Feedback on Current OpenBMC and Proposing Some Improvements ---- Difficulties and Issue Examples

Ed Tanous ed at tanous.net
Wed Jun 24 12:07:37 AEST 2020


On Tue, Jun 23, 2020 at 4:47 PM Alex Qiu <xqiu at google.com> wrote:
>
> For example, some of our FRU has way too many temperature sensors from
> hardware design, but we only need the maximum temperature among these
> sensors on one FRU to feed to the PID control loop or health
> reporting. It would be great to aggregate the sensors according to
> individual FRUs. You can see this sensor aggregation feature as a
> simple example in my demo:
> https://github.com/alex310110/bmc-proto-20q2/blob/master/downstream/card_example_g.py#L69
>
Too many sensors for what?  Are you overloading dbus?

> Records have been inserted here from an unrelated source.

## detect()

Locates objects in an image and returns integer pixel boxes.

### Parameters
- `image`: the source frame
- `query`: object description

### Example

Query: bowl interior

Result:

Margin sensors were something we (note, I say we here, but James did
vastly more work than I did) explicitly did not add, and the argument
I used at the time was threefold.
1. PID control loops can (and in phosphor-pid-control do) use multiple
sensors, and wildcards as inputs to a single PID.  This reduces the
configuration and computation overhead for many-sensored systems down
to what an equivalent "aggregate" sensor would be.
2. If the aggregated data is not put onto dbus (or somewhere else) you
lose all the information.  As an engineer/operator, many users would
ask "which sensor is causing the margins to be so low?" and "Why is
this sensor in the error state?" which would require someone to break
them down again, debug the issue, then reaggregate them.  You could
probably solve this with an interface, but we decided that we'd rather
spend time optimizing the sensor subsystem in other ways (like only
sending temp changes, and batching updates).  Keep in mind, if you're
clever about batching the PropertiesChanged signal on dbus, the
per-sensor cost of unpacking the value is minimized quite a bit, as
the O(1) in the dbus message significantly outweighs the O(N) for the
sensor values.  With that said, I could see if you needed to add this
feature for systems with many, many sensors on a slow processor, but
if it were me, I would focus my efforts on further increasing the
sensor subsystem performance for these cases.  There's a lot of
performance wins that could be had depending on your configuration.
3. If your sensors have different thresholds, that means that they
need to be represented as an integer that is negative when the system
is within margin.  Small negative numbers cause confusion at first
glance, and require a lot more documentation than if all the sensor
values are available, and the end unit (be it webui or control system)
aggregates them by type.  It should be noted, phosphor-pid-control has
a mode where it can treat sensors as a margin against their threshold,
so you can still have this behavior in the PID loops, it's just
aggregated in a less confusing place.

With all of that said, if you still feel like you need aggregated
sensor types, they could certainly be added.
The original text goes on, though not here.